According to the annual report, new CEO Mr Arbuckle has 30 years of experience in the gaming industry. He is a former chief operating officer at Australian casino firm The Star Entertainment Group Ltd, and has had senior roles at Resorts World Sentosa, a Singapore casino resort developed and operated by Genting Singapore Ltd.
Mr Arbuckle said in his Donaco annual report remarks: “We are further strengthening senior management, and at Star Vegas we are pleased with the appointment of Mr P.H. Chow as executive general manager of electronic gaming operations, who joined us in September.”
The CEO added that Mr Chow had “extensive experience” in the Indochina market, having previously held the position of regional general manager for fellow Australia-listed casino firm Silver Heritage Group Ltd.
Mr Arbuckle stated: “He possesses very strong gaming machine product knowledge and analytical capabilities, and I look forward to a significant increase in gaming machine revenues and profitability under his leadership.”
Donaco’s annual loss attributable to shareholders widened by 56 percent year-on-year to nearly AUD194.0 million (US$130.9 million) in financial year ended June 30.
Mr Arbuckle observed in his commentary: “Despite the statutory loss recorded for the year, our financial position is sound overall, with low levels of debt.
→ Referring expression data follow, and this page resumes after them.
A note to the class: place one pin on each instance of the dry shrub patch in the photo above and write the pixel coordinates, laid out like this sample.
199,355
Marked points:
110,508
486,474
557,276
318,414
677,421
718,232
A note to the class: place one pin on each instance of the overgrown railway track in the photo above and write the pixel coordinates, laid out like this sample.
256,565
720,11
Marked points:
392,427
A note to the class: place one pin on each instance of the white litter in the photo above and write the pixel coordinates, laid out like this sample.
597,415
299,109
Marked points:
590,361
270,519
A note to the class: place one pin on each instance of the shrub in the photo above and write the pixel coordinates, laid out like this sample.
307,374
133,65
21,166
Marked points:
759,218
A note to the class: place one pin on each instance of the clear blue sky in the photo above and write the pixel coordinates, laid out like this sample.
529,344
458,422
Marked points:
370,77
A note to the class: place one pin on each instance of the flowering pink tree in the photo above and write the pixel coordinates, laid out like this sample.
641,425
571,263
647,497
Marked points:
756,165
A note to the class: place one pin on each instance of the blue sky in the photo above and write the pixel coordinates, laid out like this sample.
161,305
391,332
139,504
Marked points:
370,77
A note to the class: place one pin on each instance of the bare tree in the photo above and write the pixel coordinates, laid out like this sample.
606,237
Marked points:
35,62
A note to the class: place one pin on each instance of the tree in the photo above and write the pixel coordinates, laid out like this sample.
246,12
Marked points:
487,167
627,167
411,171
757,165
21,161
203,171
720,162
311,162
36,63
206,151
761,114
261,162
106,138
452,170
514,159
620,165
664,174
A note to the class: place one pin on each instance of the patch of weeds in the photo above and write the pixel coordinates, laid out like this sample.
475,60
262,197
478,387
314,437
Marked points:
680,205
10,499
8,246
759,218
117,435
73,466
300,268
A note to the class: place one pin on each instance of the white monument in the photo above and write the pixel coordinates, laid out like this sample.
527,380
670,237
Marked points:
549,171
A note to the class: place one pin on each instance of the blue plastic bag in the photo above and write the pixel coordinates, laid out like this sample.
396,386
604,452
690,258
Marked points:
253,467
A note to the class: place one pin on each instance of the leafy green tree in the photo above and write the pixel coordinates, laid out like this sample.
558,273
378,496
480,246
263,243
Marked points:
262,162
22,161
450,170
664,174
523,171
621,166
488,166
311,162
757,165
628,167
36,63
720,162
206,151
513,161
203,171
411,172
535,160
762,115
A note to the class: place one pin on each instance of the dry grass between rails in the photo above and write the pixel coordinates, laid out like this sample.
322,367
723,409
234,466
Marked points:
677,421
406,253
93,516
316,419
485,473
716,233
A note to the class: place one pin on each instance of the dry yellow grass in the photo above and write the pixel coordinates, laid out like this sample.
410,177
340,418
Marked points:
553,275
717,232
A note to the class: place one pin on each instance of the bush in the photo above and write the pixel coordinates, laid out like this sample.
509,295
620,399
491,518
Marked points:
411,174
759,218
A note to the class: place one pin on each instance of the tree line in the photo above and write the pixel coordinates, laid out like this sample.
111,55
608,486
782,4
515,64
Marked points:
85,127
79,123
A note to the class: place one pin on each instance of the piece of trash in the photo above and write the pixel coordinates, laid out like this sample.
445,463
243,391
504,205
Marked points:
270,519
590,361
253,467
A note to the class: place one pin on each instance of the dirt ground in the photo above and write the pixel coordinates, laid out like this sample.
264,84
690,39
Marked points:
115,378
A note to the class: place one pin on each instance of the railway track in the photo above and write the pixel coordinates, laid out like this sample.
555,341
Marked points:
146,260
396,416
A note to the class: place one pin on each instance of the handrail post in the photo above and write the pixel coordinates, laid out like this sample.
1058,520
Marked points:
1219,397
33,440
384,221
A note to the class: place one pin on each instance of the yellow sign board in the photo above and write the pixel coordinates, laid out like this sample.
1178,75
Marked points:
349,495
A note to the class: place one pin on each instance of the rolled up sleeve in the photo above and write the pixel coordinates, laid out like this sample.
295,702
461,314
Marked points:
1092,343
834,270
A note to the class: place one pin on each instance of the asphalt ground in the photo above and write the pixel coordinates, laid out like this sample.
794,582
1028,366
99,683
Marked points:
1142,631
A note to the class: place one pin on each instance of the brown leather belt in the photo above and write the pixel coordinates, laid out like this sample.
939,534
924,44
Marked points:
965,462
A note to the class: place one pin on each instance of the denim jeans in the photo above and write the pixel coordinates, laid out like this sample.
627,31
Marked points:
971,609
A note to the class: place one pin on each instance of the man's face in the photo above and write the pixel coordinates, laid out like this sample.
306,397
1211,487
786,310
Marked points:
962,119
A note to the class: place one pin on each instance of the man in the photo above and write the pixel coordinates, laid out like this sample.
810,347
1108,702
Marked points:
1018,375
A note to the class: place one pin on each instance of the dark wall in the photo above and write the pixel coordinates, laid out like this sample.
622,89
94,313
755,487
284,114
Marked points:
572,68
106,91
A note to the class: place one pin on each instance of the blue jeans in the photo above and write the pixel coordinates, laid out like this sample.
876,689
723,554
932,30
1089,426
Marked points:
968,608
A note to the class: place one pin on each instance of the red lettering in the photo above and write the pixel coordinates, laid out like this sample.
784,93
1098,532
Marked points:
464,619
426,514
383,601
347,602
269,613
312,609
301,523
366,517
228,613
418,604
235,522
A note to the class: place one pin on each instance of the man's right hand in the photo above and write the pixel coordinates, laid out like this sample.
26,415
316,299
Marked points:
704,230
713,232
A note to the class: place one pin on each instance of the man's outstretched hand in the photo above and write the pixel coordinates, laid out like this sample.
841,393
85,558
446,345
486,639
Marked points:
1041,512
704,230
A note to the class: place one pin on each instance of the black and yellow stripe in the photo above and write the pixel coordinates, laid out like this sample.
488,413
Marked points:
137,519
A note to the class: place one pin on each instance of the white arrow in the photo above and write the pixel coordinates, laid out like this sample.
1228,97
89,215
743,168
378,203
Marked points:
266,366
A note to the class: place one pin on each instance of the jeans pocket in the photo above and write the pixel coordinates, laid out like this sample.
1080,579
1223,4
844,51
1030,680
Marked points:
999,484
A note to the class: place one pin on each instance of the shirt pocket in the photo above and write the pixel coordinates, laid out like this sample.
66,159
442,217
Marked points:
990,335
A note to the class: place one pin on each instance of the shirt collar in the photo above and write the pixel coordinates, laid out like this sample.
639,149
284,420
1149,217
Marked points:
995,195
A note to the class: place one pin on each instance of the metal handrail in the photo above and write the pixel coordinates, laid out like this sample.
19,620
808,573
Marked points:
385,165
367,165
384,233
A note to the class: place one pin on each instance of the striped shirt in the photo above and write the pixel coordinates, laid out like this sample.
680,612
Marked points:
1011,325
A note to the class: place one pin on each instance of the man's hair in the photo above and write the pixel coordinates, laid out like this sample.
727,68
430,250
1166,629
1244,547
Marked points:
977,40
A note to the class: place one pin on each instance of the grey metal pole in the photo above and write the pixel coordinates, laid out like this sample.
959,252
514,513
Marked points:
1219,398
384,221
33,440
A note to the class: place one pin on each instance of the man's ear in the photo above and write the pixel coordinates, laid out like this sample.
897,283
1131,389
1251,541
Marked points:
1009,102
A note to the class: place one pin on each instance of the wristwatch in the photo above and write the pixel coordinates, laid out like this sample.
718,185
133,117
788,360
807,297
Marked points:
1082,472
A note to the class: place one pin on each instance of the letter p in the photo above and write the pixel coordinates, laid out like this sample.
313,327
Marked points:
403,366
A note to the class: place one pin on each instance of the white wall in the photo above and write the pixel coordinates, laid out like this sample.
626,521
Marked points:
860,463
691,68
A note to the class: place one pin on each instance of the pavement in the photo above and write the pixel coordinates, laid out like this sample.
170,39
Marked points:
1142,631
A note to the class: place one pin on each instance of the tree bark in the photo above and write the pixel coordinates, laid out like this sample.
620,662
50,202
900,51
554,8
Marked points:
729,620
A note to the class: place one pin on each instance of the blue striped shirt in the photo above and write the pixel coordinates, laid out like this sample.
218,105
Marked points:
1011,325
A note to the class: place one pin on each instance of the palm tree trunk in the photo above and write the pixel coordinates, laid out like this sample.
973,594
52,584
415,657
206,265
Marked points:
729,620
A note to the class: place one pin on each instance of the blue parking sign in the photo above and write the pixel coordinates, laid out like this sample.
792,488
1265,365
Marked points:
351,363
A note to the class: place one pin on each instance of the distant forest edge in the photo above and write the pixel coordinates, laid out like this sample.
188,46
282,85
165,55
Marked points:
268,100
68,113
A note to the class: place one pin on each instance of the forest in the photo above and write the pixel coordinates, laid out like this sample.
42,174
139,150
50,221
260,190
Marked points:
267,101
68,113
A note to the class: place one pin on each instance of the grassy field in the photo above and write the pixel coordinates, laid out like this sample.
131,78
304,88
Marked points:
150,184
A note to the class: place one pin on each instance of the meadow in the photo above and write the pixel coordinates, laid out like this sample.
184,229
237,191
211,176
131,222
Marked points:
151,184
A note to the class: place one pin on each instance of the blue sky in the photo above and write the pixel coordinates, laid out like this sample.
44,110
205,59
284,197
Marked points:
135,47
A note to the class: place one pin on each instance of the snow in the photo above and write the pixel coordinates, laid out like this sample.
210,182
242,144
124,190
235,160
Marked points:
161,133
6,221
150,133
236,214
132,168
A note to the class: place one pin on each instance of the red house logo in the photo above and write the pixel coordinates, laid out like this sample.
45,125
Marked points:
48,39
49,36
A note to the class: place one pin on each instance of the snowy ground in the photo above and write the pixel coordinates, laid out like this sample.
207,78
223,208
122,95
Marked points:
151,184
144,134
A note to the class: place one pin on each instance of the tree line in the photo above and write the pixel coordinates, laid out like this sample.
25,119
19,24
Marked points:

Although underperforming, both our businesses in Vietnam and Cambodia remain profitable.”
In Vietnam, the group runs the Aristo International Hotel and accompanying casino, which mainly serves players from neighbouring mainland China.
The CEO said of Star Vegas: “We have straightforward opportunities to rework our gaming machine arrangements, utilise our ample space to introduce retail outlets, and to restructure our arrangements with junket operators for improved outcomes.”
He added the group had “started work on these issues”. The effort included an intention to “revisit our lease arrangements” on slot machines at Star Vegas.
The group might “look at revising profit-share arrangements, or purchasing these machines outright”.
Mr Arbuckle acknowledged that in the Vietnam operation, the first half of the financial year to June 30 “was challenging for Aristo,” as it was affected by a “Chinese crime syndicate in July and August 2018… which threatened VIP junkets and customers on the Chinese side of the border and significantly impacted results in those months”.
The financial-year results from Aristo reflected “the disruptions that occurred in July and August 2018, but the operating performance has now fully recovered,” asserted the CEO.
“This provides a good baseline for us to look to improve performance, and our licence allows additional machines to be introduced. We have commenced assessing how we can take advantage of this opportunity over the next few years,” he added.